Larry Summers, President Obama's chief economic adviser, inadvertently nails exactly what's wrong with the Administration's approach to financial reform:

Our assessment was that the deepest problems seemed to be associated with failures of regulation, and that's why strengthening regulation is the approach that we chose to take.
That statement is wrong on several levels. First, financial regulations didn't fail. They were systematically shot full of holes, over some 40 years, by economists, banks, lawmakers and government officials.

Semantics? Nah. Framing the financial crisis as a mere regulatory lapse wrongly suggests that future collapses can be averted by tightening the rules. They can't. Rules have a way of getting untightened, sometimes even before the screws are applied.

Second, financial regulations are better at correcting past mistakes than in preventing future ones. Conditions -- in the economy, the political sphere and in people's heads -- change. Today's rules are tomorrow's loopholes, not to mention the following week's financial "innovations." As Harvard economist Kenneth Rogoff tells the NYT:

The financial industry always finds ways to stay ahead of the regulators. Whatever law they design today, if it's not updated in 15 or so years, it will be completely ineffective, completely irrelevant.
Third (and this relates to No. 1 and No. 2), a good regulator is hard to find. For every Brooksley Born, there are many more John Dugans and Alan Greenspans. The financial crisis was less a matter of inadequate regs than of a willful effort to ignore or eliminate the rules already on the books.

Fourth, regulations have unintended consequences. The reforms enacted following the Great Depression made the financial system safer. But they didn't quell Wall Street's appetite for risk. Shining a light on banks ultimately led to the creation of shadow banks, where risk could frolic under the cover of darkness.

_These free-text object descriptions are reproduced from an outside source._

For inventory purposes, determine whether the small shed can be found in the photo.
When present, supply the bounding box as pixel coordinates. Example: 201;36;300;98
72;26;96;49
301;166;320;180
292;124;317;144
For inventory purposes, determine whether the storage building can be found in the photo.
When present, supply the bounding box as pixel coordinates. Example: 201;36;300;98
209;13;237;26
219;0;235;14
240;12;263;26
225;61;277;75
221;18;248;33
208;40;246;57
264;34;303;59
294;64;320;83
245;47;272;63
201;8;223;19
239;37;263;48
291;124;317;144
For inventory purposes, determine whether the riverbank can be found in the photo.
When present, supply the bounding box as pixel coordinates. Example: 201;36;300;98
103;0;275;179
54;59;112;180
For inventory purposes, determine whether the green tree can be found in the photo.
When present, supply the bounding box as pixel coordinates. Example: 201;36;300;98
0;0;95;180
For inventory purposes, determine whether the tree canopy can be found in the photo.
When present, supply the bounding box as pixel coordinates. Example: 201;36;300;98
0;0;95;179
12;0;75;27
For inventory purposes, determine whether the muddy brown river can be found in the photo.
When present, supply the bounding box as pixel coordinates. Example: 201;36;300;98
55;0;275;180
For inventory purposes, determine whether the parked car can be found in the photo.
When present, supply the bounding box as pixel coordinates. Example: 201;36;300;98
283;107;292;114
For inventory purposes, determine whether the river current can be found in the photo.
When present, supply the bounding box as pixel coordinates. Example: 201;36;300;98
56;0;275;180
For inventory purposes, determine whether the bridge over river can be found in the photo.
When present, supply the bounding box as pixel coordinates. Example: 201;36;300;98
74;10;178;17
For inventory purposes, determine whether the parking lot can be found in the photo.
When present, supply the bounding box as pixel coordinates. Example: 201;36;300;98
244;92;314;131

None of this is to say that strong financial regulations aren't critically important. It's a truism to acknowledge that they are. But to end the discussion there is to sidestep deeper problems. Because as we've seen repeatedly over the years, good rules are inadequate in the absence of structural changes to the financial system.

What kind of changes? Breaking up big banks and banning certain financial products, for a start. "I think what the President will sign into law will be financial reform 1.0," says Jennifer Taub, a lecturer at the University of Massachusetts's Isenberg School of Management, by email. "We will need more structural change. We may need a financial reform 2.0 and perhaps even a 3.0."

According to the Times, Summers compares the government's approach to financial reform to making highways safer by implementing seat-belt laws and building guardrails. Yet that analogy presumes that drivers are willing to stay on the road and observe the speed limit. As he certainly knows, the history of finance is one of various economic actors gunning it through the grass.